Right. If you’re ignorant, the two most popular defenses are to mock those who are not, or to profess that that which you are ignorant of is unimportant anyway.
Surprisingly, we’re seeing a lot of that in this thread. I thought that most people here were edumacated.
I’m sure that’s why most of these threads get started, your typical high school English teacher being the most common agent of transmission. That’s because teaching writing–truly teaching it–is extremely difficult, and many English teachers fall back on petty fixations with minor things like apostrophes, etc., in order to avoid doing the real work.
You’ve had multiple people who actually understand linguistics explain how moronic some of your positions are and your response is to insult and argue with them. Go home and clutch your Strunk and White to your chest, since it’s apparently the only thing you’ll listen to.
And if you don’t want to be continually mocked and derided for spelling, punctuation and grammar errors, then don’t set yourself up as someone who knows their way around a relative clause.
Amen. The thread title itself is almost painful to read. The its/it’s error is a slight misdemenor in comparison.
Nope.
I was spacing myself for the long haul.
Goodness. If you’re not a troll then you’re the whiniest little bitch on this board.

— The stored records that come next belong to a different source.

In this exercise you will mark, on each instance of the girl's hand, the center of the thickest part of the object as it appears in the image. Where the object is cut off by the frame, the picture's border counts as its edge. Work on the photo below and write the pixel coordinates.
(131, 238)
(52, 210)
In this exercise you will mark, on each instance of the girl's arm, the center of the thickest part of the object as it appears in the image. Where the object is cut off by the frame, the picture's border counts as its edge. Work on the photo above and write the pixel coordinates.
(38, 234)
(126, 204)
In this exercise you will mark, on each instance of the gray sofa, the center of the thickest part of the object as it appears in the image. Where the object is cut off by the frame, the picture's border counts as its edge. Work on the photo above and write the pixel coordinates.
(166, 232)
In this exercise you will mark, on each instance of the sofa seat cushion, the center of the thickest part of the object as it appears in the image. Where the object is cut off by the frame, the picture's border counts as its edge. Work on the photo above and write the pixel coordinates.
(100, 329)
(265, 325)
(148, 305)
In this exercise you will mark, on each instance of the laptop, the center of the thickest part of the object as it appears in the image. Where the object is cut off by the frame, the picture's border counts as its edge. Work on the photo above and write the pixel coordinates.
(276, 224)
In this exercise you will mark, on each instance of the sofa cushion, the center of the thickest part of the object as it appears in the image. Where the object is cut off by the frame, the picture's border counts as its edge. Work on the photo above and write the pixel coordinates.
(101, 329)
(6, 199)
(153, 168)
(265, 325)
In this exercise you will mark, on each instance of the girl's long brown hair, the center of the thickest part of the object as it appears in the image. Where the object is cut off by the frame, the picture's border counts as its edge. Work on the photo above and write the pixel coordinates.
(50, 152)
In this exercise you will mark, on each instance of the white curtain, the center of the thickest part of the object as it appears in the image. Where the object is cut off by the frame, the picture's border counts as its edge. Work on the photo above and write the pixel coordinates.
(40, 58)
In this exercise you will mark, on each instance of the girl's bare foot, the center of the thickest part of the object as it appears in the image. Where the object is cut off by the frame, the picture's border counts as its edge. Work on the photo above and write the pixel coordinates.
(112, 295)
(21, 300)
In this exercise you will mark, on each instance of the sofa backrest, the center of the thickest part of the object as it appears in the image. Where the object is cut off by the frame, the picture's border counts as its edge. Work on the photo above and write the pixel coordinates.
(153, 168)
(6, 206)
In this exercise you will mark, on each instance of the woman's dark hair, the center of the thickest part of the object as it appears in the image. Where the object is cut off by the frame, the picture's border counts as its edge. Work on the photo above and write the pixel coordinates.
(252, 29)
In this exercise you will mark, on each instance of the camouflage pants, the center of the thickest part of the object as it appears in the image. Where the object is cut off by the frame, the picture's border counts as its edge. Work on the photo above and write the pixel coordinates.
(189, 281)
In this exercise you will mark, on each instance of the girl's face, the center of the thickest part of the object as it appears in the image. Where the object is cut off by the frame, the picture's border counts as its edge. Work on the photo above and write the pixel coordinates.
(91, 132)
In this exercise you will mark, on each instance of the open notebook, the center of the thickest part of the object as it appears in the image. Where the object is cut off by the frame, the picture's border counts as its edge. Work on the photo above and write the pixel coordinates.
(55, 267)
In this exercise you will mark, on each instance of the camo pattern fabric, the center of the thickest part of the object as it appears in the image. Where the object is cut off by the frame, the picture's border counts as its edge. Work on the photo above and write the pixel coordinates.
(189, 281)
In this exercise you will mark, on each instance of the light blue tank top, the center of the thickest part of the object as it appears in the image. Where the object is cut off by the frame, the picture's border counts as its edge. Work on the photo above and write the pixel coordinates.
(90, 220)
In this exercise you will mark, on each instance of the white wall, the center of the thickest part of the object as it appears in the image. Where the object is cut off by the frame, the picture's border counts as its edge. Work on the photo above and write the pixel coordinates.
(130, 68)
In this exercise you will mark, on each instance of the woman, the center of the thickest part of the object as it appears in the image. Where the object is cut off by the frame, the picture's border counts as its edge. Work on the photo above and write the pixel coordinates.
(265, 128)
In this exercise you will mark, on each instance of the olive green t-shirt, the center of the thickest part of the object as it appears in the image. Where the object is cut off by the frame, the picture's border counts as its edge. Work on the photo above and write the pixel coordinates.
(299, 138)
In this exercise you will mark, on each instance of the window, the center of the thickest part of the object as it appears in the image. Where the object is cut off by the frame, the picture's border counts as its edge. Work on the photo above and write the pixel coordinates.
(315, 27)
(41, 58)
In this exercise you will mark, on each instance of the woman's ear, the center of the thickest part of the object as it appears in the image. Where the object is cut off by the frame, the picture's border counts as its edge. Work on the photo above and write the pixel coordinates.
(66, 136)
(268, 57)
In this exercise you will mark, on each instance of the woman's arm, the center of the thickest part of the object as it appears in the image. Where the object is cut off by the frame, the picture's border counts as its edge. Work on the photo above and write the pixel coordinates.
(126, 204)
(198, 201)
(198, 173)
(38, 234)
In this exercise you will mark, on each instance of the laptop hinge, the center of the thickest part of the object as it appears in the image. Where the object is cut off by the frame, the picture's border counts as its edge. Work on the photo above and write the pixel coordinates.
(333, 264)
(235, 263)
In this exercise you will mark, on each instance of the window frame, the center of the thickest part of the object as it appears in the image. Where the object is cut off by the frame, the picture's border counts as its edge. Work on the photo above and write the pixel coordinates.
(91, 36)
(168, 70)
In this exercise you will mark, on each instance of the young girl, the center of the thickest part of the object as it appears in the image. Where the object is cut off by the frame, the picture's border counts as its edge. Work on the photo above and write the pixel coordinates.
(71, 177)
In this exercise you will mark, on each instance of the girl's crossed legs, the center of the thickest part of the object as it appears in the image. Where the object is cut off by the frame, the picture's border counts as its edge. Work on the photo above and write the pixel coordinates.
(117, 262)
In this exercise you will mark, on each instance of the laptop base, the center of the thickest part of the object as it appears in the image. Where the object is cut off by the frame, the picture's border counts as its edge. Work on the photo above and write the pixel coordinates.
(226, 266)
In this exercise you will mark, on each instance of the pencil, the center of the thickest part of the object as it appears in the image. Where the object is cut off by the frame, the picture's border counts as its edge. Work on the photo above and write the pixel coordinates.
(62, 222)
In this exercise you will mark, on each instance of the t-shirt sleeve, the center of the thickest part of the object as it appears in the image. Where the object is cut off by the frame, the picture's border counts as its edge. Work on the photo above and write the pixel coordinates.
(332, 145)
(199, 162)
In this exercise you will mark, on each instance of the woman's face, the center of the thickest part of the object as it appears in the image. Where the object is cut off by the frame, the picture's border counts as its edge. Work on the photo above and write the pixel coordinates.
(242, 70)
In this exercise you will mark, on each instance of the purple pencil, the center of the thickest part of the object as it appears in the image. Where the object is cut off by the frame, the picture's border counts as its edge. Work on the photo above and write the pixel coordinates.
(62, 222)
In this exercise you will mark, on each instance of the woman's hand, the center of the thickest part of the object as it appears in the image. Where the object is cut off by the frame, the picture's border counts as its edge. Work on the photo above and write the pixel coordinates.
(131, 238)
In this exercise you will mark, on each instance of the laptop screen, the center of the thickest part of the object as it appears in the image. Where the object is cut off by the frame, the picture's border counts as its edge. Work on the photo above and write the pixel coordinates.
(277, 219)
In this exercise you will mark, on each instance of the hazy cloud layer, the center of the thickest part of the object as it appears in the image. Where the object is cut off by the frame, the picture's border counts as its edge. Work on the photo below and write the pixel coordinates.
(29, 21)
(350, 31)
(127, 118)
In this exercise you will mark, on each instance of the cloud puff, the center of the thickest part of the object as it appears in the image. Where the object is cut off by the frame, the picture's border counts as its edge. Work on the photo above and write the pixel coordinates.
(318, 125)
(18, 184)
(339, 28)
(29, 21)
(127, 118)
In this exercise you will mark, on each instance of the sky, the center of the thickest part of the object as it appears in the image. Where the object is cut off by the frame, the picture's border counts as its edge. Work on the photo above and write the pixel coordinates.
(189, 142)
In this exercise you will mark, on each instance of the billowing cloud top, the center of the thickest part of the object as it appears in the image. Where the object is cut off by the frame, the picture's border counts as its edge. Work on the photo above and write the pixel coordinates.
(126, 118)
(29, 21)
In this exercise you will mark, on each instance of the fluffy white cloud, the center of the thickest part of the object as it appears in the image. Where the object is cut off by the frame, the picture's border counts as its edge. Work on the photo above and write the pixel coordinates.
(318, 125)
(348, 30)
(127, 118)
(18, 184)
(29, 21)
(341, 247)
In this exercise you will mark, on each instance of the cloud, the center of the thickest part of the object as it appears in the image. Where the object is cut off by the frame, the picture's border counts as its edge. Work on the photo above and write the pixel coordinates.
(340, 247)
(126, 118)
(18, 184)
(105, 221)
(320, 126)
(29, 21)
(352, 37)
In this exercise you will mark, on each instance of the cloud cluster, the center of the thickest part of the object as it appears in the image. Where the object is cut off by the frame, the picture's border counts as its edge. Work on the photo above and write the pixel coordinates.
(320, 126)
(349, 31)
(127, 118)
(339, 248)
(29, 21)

This is kind of adorable. It’s like your circuits get fried if there’s an error. Now I’m picturing a very angry rudimentary computer with an emotion chip.
I’m imagining a cross between Judge Judy and the HAL 9000.
I think we need to throw in this guy: http://www.youtube.com/watch?v=RrJnzBFzEEY (Sesame Street piano guy) for the DRAMA!
There’s a small market nearby with a sign in the window that is hand-lettered and says: Closed for remodelating. Open until further notice.
Um…where shall I begin?
This store is a few minutes from my house. Every time I pass it, I have to look . . . like at a bad accident.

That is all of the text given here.